And this year is when the real supply crunch is expected. The on-and-off fears of a lithium supply crunch predicted over the past five years is absolutely nothing compared to the anticipated graphite squeeze. Major EV and battery manufacturers are already said to be looking for more supply security. They are unlikely to find it. As almost all of it is in China.
So, graphite is where I started my search, and Graphex Group is where I ended it.
Why Graphex Group?
Again, it ticks every single box on my list…
These are veteran industry players, not newcomers
They’ve been producing graphite with proprietary tech since 2013, and they’re already among the world’s top graphite producers and among the Top 5 in China.
Graphex Group’s CEO is Chan Andross, a 34-year veteran of operations and management who has been with the group since 1991.
President John DeMaio heads up the graphene division and the company’s expansion plans (which include moving into the U.S. and Canada–but more on that later). DeMaio is likewise a 35-year veteran in operational management in the energy and infrastructure sectors. He has served as GM of Siemens Smart Infrastructure division, VP of MWH Global, and GM of SPG Solar, as well as being a board member of JouleSmart Solutions.
Graphex’s Chief Strategy Officer is Dan Nye, a former US Naval officer who went on to lead Asyst Technologies’ semiconductor robotics manufacturing operations–a company whose revenues grew from $80 to $300 million. He also oversaw a $1-billion fund for CIM Investment Management.
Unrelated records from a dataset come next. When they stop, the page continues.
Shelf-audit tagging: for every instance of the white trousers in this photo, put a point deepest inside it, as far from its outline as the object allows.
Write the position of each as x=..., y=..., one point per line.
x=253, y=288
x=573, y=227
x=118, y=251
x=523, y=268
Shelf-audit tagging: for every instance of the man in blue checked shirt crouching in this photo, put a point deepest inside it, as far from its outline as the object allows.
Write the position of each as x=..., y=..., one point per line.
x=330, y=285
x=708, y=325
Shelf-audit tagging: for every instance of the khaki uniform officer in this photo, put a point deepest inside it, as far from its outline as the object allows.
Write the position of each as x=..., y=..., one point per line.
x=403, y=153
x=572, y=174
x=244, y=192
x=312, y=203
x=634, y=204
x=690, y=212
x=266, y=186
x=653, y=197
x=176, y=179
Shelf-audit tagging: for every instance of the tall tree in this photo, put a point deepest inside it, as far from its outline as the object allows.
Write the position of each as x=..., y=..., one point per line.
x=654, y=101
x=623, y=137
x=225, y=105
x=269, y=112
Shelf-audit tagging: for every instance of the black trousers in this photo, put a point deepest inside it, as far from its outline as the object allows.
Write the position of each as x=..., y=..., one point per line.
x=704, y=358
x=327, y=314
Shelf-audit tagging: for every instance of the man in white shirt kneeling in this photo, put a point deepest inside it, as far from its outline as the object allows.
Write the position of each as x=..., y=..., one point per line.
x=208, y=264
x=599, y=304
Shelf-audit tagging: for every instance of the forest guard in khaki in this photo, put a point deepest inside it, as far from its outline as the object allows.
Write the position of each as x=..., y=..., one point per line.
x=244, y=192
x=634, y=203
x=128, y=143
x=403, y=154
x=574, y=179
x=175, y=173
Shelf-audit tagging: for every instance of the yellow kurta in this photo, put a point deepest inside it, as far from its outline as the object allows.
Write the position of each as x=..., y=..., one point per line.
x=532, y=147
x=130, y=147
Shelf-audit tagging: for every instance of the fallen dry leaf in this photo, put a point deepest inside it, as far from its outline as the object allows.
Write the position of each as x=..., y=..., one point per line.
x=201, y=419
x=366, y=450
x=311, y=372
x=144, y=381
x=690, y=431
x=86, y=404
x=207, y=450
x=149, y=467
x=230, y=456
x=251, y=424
Professor Luo Liqun, Graphex Group’s head of graphene technology research, has a PhD in engineering and mineral processing from China’s Wuhan University of Technology, where he now serves as a professor and senior engineer.
These are global graphite experts, advanced technology figureheads, and veterans who have managed to secure long-term contracts with the Chinese government and major EV and battery manufacturers.
Now, they say they’re ready to expand and bring it all home.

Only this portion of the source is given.